When it comes to roofs, there are really only two kinds: those that leak, and those that don’t. This may seem like a simplistic way of looking at it, but if corners are cut there is a good chance you may end up with a repair bill totaling as much as the roof itself. Always consult a professional before undertaking something like a roof replacement.
The number one rule when roofing your home is simple; water rolls down hill. Keeping this in mind, all shingle based roofs (the most common residential roof) should have some basic elements: Sheathing, underlayment, flashing, shingles and vents.
Sheathing is the layer of wood that makes a roof look like a roof. This solid surface is meant to act as a backer below the waterproofing layers, but it is not waterproof itself. Standard OSB (oriented strand board) is the most common material used, but older homes may also have plank sheathing.
Underlayment is available in many different forms, but the most common types are 15 and 30 pound felt. The pound rating here basically describes the thickness of the felt. Underlayment is a moisture barrier and provides an additional waterproofing layer over the sheathing. Using 30 pound felt is not always necessary, however it will prevent problems like ‘framing’ (the lines of the sheathing panels show through the shingles). The necessity of 30 pound felt is debated among professionals, but most feel it is a better product, especially in high wind areas where shingles may be blown off.
Flashing is thin metal sheeting used in high stress areas of the roof. In valleys, edges, and joints of any kind, water has a tendency to get in. Having metal in these areas prevents possible leaks due to gaps or cracks around expanding and contracting joints. Ask any professional roofer, and they will tell you most leaks happen around these areas.
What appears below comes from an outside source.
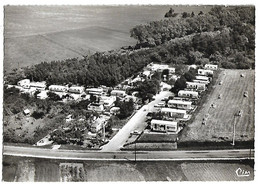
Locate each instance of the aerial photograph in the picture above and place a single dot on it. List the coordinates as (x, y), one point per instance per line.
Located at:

Shingles are obviously the part of the roof you most commonly see. There are in essence, two types: three tab and architectural. Three tab shingles are a single shingle made up of asphalt fiberglass and rock granules. These shingles generally carry up to a 25 year warranty and are the thinner of the two types. They are more prone to tear off and show defects in the layers below. Architectural shingles are multiple layers of shingle laminated together. They generally carry a 30 year warranty, but in some cases are warranted for the entire length of home ownership (lifetime warranty). These shingles are heavier and more expensive, but not by much (usually only a few dollars a bundle). They are more visually appealing and come in a variety of textures.
The final element of the roof is the venting. Venting provides air flow through the attic. Having airflow will keep your roof looking better longer by preventing heat and moisture buildup. These issues can cause problems like condensation and wood rot in the roof structure. Excess heat in your attic can warp the underlayment causing leaks and unsightly wrinkles in the shingles. Proper venting can even keep the house paint looking better for longer. Most houses are not properly vented, but if you’re having a new roof put on, make sure you have the proper vents installed, or you might be replacing that roof sooner than you would like.
Whatever method you choose to roof your home, don’t hesitate to seek the help of an experienced professional. If you have a leak, moisture damage, or your old roof is just worn out, contact a licensed professional to help with your roof, and do it right the first time.